When Lady Leigh Strachan journeys to France disguised as a boy in search of the famous highwayman the Prince of Midnight (really the reclusive S.T. Maitland), she gets more than she bargained for when she convinces him to help her get vengeance for the death of her family. Alas, this one didn't really work for me. I was never quite convinced by the relationship between the hero and heroine, the cult plot was just too bizarre, and the ending was much too drawn out, with a series of misunderstandings and an inability to communicate which got frustrating really quickly. I do wonder if the cult was really less believable than the plot of other Kinsales, or whether I'm simply more willing to accept cracktastic plots if I love the main characters.
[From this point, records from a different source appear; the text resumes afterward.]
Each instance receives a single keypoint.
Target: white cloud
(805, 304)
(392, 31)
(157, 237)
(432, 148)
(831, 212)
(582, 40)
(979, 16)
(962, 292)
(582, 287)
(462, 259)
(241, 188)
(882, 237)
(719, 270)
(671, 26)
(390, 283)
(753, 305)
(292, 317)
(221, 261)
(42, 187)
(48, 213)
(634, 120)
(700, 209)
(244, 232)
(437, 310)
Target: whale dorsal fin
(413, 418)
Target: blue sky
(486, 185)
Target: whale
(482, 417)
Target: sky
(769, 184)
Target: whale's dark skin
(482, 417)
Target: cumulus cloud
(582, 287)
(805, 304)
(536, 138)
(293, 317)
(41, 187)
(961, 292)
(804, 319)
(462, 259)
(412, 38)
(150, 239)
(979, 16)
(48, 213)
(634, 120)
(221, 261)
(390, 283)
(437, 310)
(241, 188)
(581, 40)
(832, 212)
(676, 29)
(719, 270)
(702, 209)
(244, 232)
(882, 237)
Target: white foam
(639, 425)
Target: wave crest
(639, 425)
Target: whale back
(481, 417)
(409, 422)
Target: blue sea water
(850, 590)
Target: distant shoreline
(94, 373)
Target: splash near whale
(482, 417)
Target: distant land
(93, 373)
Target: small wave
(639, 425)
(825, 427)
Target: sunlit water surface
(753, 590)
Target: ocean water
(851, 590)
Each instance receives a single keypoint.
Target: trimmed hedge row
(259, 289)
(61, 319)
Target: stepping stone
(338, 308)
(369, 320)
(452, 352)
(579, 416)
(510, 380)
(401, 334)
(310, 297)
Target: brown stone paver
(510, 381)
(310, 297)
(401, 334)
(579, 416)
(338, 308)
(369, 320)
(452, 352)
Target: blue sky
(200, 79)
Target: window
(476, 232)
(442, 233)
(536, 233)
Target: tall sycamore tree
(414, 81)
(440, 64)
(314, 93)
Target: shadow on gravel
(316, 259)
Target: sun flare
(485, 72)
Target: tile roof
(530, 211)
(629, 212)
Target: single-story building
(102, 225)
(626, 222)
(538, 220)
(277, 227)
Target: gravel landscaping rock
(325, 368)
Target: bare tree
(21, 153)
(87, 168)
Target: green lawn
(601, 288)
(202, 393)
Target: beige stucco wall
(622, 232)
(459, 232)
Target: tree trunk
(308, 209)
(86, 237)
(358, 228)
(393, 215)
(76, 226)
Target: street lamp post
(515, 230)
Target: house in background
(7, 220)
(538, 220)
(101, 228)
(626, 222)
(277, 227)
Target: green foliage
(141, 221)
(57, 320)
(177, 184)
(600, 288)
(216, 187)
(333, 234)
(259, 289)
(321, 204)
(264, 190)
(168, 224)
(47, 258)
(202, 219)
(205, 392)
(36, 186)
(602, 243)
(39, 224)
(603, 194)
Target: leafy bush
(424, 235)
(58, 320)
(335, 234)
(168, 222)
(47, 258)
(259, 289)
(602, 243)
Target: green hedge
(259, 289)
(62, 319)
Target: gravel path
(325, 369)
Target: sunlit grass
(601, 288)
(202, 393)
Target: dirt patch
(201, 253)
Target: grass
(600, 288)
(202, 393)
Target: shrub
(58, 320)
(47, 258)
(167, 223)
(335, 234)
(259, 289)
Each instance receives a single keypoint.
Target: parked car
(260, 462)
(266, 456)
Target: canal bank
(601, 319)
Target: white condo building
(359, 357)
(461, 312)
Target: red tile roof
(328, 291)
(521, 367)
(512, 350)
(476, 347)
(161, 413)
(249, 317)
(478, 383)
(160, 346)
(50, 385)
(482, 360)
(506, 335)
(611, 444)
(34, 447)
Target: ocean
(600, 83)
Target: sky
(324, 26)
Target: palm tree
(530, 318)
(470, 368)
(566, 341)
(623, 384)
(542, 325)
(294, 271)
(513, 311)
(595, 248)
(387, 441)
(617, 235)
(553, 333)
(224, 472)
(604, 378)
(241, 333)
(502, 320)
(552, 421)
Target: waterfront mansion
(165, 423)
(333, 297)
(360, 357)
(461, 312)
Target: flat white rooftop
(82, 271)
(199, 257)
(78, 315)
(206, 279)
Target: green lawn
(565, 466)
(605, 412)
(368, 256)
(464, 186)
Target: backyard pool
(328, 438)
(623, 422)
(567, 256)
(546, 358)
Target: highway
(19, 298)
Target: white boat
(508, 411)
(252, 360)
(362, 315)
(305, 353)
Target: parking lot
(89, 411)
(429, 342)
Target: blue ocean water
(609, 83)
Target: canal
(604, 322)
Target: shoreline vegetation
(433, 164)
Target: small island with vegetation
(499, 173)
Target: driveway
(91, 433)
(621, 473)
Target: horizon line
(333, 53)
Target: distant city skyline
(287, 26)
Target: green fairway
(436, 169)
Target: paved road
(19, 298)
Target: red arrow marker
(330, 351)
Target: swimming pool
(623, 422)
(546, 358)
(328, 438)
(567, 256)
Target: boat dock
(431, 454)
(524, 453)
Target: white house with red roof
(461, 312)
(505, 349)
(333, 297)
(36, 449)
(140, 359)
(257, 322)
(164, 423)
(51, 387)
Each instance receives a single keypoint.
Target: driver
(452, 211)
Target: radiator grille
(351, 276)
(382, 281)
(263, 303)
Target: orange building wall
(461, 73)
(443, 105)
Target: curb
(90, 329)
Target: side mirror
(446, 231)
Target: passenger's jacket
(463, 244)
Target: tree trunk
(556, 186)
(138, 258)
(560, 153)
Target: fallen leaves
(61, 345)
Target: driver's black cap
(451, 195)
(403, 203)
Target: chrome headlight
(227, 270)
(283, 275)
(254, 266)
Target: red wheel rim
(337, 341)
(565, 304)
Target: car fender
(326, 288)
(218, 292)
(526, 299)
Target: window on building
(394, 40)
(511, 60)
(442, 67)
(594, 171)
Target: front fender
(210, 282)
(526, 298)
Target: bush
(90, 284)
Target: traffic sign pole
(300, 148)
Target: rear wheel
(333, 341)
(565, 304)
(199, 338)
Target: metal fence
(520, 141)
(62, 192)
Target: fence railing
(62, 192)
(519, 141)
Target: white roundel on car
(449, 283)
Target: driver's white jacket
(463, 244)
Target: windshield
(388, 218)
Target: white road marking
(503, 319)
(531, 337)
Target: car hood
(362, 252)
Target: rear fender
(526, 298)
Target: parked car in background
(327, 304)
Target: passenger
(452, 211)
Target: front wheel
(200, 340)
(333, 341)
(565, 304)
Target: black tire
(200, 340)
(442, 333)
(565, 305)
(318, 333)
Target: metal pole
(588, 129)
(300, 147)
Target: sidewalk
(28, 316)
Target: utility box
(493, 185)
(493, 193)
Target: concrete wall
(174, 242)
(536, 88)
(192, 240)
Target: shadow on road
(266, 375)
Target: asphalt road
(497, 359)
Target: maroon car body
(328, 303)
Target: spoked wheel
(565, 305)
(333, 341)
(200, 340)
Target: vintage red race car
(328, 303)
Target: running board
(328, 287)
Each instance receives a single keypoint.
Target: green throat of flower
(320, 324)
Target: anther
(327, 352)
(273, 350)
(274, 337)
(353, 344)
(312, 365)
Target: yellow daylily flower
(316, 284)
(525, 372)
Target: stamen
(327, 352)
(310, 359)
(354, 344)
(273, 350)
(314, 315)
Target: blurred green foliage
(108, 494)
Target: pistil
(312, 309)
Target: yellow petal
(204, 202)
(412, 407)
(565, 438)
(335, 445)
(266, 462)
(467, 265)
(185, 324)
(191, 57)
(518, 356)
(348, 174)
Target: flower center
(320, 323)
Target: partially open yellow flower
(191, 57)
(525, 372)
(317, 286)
It's almost certainly the latter, given how much I like Seize the Fire and The Shadow and the Star, which have plots just as improbable if not more so than The Prince of Midnight. I'll probably read it again, but it's certainly not a top-rank Kinsale for me.
—Margaret

I LOVE Laura Kinsale for her depth of emotion and effortless imagery but this book really fell short for me. The best part, by far was the ending , the "liasion a cheval" (quite an erotic fantasy for an equestrienne!!) but the main characters were so irritably inconsistent - running hot and cold throughout.I never liked Leigh at all until the epilogue! And even ST flip-flopped so much that it was hard to know who he really was, other than a masochist for following her.I also didn't care for the religious cult plot. When I began reading, I thought I would adore this book, but it was actually a bit of a struggle to finish it.